Individuals establishing an RDSP in 2008 will be eligible for a full year’s CDSG and CDSB entitlement.

Generally, any person who is eligible for the disability tax credit, a parent, or other legal representative, will be eligible to establish an RDSP. The DTC-eligible individual will be the plan beneficiary.

Contributions to an RDSP will not be tax deductible. The investment income on contributions, CDSGs and CDSBs will accrue tax-free. Contributions will not be included in income for tax purposes when paid out of an RDSP. Investment income earned in the plan will be included in the beneficiary’s income for tax purposes when paid out of an RDSP. However, most recipients are expected to have very little, if any, tax liability when payouts eventually occur.

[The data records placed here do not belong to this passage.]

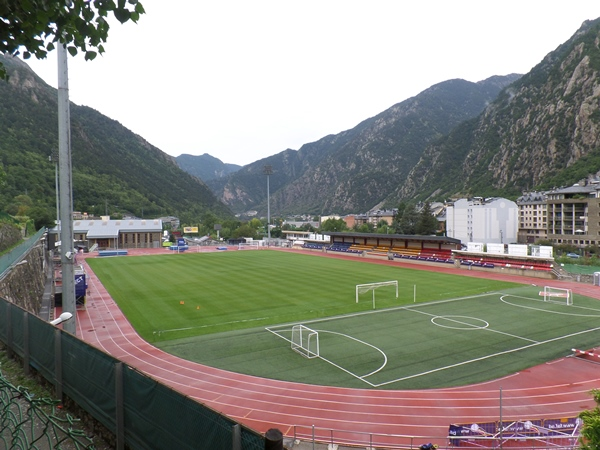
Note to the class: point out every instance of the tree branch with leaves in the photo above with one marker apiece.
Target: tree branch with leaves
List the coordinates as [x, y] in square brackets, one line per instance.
[35, 27]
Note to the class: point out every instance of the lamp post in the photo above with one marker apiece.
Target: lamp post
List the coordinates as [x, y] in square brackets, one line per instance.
[268, 170]
[65, 190]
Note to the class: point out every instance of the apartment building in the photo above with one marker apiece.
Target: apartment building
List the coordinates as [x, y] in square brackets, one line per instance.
[492, 220]
[533, 215]
[574, 214]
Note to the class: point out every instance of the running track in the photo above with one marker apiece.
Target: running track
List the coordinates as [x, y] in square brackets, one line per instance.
[556, 389]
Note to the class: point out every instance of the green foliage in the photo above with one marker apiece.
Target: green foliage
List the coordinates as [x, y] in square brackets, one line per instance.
[114, 171]
[407, 224]
[35, 27]
[427, 223]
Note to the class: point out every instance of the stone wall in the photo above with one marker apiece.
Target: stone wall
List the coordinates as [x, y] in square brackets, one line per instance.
[24, 284]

Contributions to an RDSP will be limited to a lifetime maximum of $200,000. But there will be no annual limit. There will be no restriction on who can contribute to the plan. This will allow relatives, friends and community groups to make donations, says Jim Love, partner with Toronto law firm Love & Whalen and CEO of Legacy Private Trust, and chair of the expert panel.

Contributions will be permitted until the end of the year in which the beneficiary attains 59 years of age.

Payments from an RDSP will be required to commence by the end of the year in which the beneficiary attains 60 years of age. Payments from an RDSP will be subject to a maximum annual limit determined by the life expectancy of the beneficiary and the fair market value of the property of the plan.
The beneficiary or the beneficiary’s legal representative may encroach on the capital and income of the plan, in such amounts and for purposes that the plan may prescribe. Only the beneficiary or the beneficiary’s legal representative may receive payments from the RDSP.

Contributors will not be entitled to receive a refund of contributions.

Ottawa is proposing that amounts paid out of an RDSP should not be clawed back when calculating income-tested benefits delivered through the income tax system. RDSP payments will not reduce old age security or employment insurance benefits.

For the RDSP program to be effective, RDSP assets should not disqualify a plan beneficiary from receiving provincial and territorial benefits, the expert panel recommended.

The budget promises that the federal minister of human resources and social development and federal minister of finance will work with the provinces and territories to ensure the viability of the RDSP.